Maybe I need to get some low-tech, low-competitive keywords that hopefully bots don't care about, and perform the same test and see what happens.
|Using both log files and JS tagging gives you the most complete data. |
That is something I have never thought about – I need to look into it more, thanks Larry.
| 11:30 pm on Dec 28, 2005 (gmt 0)|
FWIW - Dick Costolo, CEO of Feed Burner (I don't know him or the site)says...
|We do have the ability to throttle these kinds of things IF they are identifying themselves. Frequently, these kinds of sites use a tool that masks their identify by just requesting the feed with a blank user-agent string (for example, instead of sending up FeedDemon/1.0 or Googlebot, they just send up nothing). The problem with banning a blank string is that there are a bunch of perfectly valid home grown RSS readers out there that also send blank strings, and finally, these guys usually bounce around from IP address to IP address. |
The above quote was used in reference to plagiarism and content theft.
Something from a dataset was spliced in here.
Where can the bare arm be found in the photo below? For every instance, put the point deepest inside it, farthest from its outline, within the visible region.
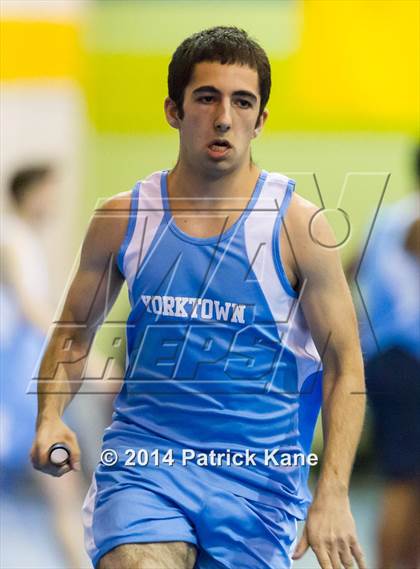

So far, it best explains the results I see on my own new site. So now I wonder is this the hallmark of a scrapper visit? I suppose it is - so something to keep in mind for the future.
I wonder how they found me so quickly?
Blank User Agent Strings - Yes (93% of visitors)
Bounce from IP address to IP address - Maybe
My Web-Site in potential scraper territory - Yes
| 9:35 am on Jan 4, 2006 (gmt 0)|
93% does sound like a lot indeed!
Did you post on the NetTracker forums? I have found their tech support to be quite good, can't say I've experienced this kind of activity before though, but it does indeed sound like something is afoot.
| 2:59 am on Jan 5, 2006 (gmt 0)|
I posted on the NetTracker Lite (Freebie) Forum this afternoon.
I'll report back if I hear anything...
| 1:43 am on Jan 18, 2006 (gmt 0)|
I use NetTracker Lite too.
Whenever I see alot of activity from a visitor with "none" as the referer, it usually turns out to be a bot. They don't appear in the spider logs, they look like regular visitors except that they go through many pages very quickly and often.
I usually end up blocking the IP address in htaccess if they don't stop within a day or two.
| 3:19 am on Jan 18, 2006 (gmt 0)|
Now there are 981 visitors, and 92% of referrer's are unknown.
I make up about 20% of those visitors through my own visits and using utilities etc.
540 unique IP addresses visited once. 20 IP addresses visited twice. 12 IP addresses visited between 3 and 9 times.
It is still a bit of a mystery.
I am doing some upgrades and I will be adding some features that might generate feed back, ie adsense. It will be interesting to see what happens!